George IV was different in other ways, too. For example, most English kings fancied themselves great warriors and usually squandered the national treasury on prolonged wars. King George IV fancied himself a great special events planner and squandered the national treasury on parties and ceremonies.
Take his Coronation, which occurred in July of 1821, and which he planned himself down to the last detail. Sparing no expense, George spent 24,000 pounds on his Coronation robe, which was crimson velvet with gold stars and ermine trim, and included a train that stretched 27 feet. During the official Coronation Procession to Westminster Hall the 27-foot train was held by pages, who were ordered by George to spread it wide so that his subjects could admire the intricate embroidery. Also during that procession, attendants strewed herbs and flowers along the path he traveled, and following the king were the officers of state, holding the crown, the orb, the scepter and the sword of state. And following them were the various religious and political leaders — a host of barons, bishops, peers, coronets and dignitaries — all dressed in their finest ceremonial robes and flashing the chains and emblems of the offices they held.

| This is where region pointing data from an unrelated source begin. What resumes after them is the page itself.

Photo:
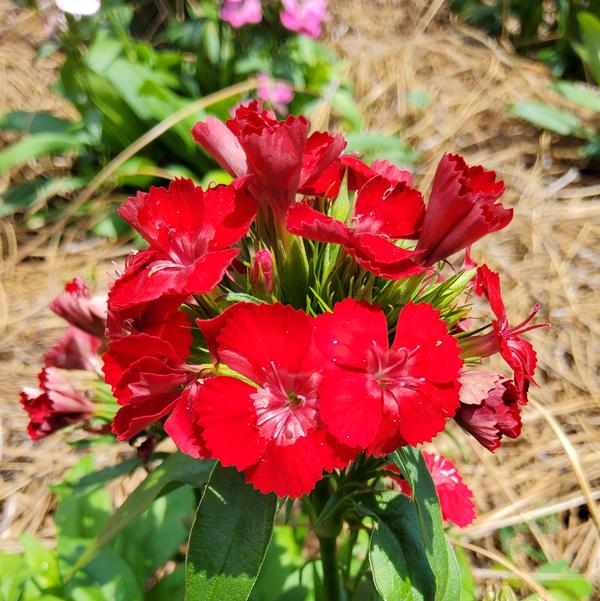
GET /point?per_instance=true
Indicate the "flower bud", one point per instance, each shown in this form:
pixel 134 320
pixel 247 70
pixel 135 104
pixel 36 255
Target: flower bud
pixel 262 271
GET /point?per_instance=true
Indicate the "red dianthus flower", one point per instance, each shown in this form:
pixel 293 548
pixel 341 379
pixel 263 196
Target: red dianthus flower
pixel 456 498
pixel 378 396
pixel 268 425
pixel 55 405
pixel 488 407
pixel 150 379
pixel 462 209
pixel 384 211
pixel 517 352
pixel 279 155
pixel 190 232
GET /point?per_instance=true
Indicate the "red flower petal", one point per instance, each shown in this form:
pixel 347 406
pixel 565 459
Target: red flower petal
pixel 263 336
pixel 305 221
pixel 287 470
pixel 349 407
pixel 462 209
pixel 181 425
pixel 75 349
pixel 225 412
pixel 382 257
pixel 438 359
pixel 456 499
pixel 344 336
pixel 149 279
pixel 391 209
pixel 132 419
pixel 78 307
pixel 322 148
pixel 274 153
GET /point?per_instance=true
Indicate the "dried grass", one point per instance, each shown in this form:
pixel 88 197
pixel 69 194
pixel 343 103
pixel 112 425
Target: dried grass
pixel 549 255
pixel 549 480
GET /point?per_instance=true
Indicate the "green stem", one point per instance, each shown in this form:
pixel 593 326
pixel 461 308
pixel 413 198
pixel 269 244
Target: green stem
pixel 331 581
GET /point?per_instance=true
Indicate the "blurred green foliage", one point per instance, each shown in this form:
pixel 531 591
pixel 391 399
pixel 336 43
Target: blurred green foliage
pixel 132 65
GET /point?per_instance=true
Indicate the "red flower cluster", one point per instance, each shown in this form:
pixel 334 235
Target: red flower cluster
pixel 57 403
pixel 368 363
pixel 456 498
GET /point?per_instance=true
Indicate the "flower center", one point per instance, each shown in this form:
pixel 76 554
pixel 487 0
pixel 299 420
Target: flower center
pixel 391 373
pixel 286 405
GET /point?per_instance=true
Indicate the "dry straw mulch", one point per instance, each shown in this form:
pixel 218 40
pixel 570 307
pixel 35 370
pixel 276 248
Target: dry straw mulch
pixel 549 254
pixel 546 485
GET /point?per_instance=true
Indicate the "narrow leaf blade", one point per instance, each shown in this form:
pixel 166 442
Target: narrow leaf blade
pixel 229 539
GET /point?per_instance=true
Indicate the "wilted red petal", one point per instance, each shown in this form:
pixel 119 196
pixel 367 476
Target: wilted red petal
pixel 222 145
pixel 462 209
pixel 75 349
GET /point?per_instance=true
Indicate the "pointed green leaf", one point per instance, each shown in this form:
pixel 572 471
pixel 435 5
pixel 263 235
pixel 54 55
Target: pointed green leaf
pixel 397 556
pixel 229 539
pixel 439 554
pixel 579 93
pixel 176 468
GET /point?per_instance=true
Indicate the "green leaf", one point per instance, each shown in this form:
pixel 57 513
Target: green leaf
pixel 42 562
pixel 156 535
pixel 137 172
pixel 34 123
pixel 589 25
pixel 294 275
pixel 13 573
pixel 106 578
pixel 37 145
pixel 169 588
pixel 176 468
pixel 580 94
pixel 278 580
pixel 547 117
pixel 81 511
pixel 38 191
pixel 559 577
pixel 439 554
pixel 468 589
pixel 229 539
pixel 397 555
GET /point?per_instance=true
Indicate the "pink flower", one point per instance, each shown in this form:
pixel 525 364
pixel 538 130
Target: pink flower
pixel 277 93
pixel 488 407
pixel 268 423
pixel 241 12
pixel 304 16
pixel 57 404
pixel 76 349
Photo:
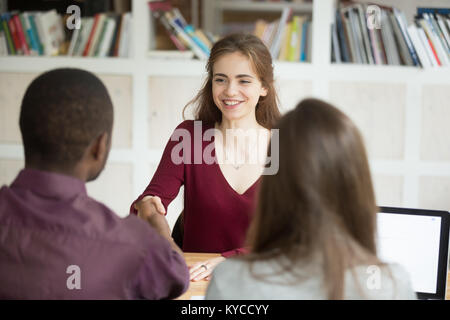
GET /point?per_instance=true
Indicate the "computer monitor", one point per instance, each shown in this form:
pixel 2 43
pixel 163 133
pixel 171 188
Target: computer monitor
pixel 418 240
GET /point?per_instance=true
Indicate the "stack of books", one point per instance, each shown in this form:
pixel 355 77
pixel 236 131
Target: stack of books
pixel 31 33
pixel 288 38
pixel 43 34
pixel 188 40
pixel 383 37
pixel 104 35
pixel 430 35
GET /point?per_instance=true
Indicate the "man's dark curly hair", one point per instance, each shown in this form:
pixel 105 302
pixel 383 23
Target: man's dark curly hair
pixel 62 112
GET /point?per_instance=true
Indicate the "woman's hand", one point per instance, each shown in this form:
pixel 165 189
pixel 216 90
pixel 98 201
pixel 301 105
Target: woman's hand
pixel 202 270
pixel 148 206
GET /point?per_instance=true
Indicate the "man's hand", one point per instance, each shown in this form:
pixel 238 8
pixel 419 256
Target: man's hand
pixel 203 270
pixel 151 209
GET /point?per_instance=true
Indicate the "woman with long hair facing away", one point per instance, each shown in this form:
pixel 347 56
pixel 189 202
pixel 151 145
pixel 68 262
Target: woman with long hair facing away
pixel 313 233
pixel 213 155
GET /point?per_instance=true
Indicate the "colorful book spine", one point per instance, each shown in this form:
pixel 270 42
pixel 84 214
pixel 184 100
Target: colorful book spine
pixel 21 35
pixel 9 40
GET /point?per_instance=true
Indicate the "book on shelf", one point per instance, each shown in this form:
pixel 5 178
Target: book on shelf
pixel 425 43
pixel 42 33
pixel 287 38
pixel 183 35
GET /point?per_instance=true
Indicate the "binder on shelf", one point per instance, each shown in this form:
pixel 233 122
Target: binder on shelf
pixel 426 43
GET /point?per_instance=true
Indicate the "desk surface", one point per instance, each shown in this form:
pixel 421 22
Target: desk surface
pixel 198 288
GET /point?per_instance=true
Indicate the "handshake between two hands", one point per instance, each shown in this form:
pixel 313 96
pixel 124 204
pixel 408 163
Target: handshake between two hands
pixel 151 209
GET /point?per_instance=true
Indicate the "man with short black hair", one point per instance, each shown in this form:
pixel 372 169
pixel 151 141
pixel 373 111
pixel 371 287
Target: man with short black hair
pixel 55 241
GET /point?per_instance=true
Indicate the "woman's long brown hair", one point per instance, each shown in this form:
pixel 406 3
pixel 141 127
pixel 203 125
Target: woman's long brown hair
pixel 321 201
pixel 267 111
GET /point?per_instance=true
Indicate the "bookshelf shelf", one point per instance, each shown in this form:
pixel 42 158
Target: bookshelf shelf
pixel 262 6
pixel 39 64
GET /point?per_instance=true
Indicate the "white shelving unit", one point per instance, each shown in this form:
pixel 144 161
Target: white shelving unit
pixel 320 73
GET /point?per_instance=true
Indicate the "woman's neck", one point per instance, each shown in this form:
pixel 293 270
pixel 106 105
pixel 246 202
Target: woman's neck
pixel 243 124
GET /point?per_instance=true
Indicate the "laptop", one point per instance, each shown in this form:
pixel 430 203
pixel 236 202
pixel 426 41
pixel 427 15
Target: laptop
pixel 418 240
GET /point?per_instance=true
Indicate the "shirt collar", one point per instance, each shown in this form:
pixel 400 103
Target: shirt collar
pixel 47 183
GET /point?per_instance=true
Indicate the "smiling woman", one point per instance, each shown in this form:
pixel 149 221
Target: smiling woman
pixel 237 102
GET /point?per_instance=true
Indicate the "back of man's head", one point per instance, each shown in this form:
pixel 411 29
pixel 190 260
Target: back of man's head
pixel 62 112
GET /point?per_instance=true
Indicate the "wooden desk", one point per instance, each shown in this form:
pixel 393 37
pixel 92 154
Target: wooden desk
pixel 198 288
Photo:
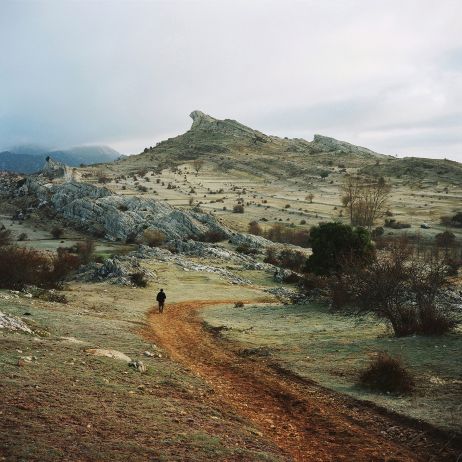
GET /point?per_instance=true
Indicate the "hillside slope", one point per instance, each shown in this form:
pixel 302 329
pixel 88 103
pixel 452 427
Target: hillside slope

Talk about “bling.” During the Coronation, George wore a ring featuring a magnificent blue diamond that he bought with state funds — a diamond many believe later became the Hope Diamond. The crown he wore was adorned with 12,314 diamonds, and as the Archbishop of Canterbury placed it upon his head, loud shouts of “God Save the King” echoed the hall, while trumpets blared, drums pounded, guns fired in salute, and a chorus sang the anthem, “The King Shall Rejoice in thy Strength.”
George professed to be most pleased and surprised by this outpouring of affection, which was mostly staged and, in any event, didn’t last long. Indeed, when he died, The Times of London commented, “There never was an individual [whose death was] less regretted by his fellow creatures than this deceased king. What eye has wept for him? What heart has heaved even one throb of unmercenary sorrow?”
The answer would seem to be, not one.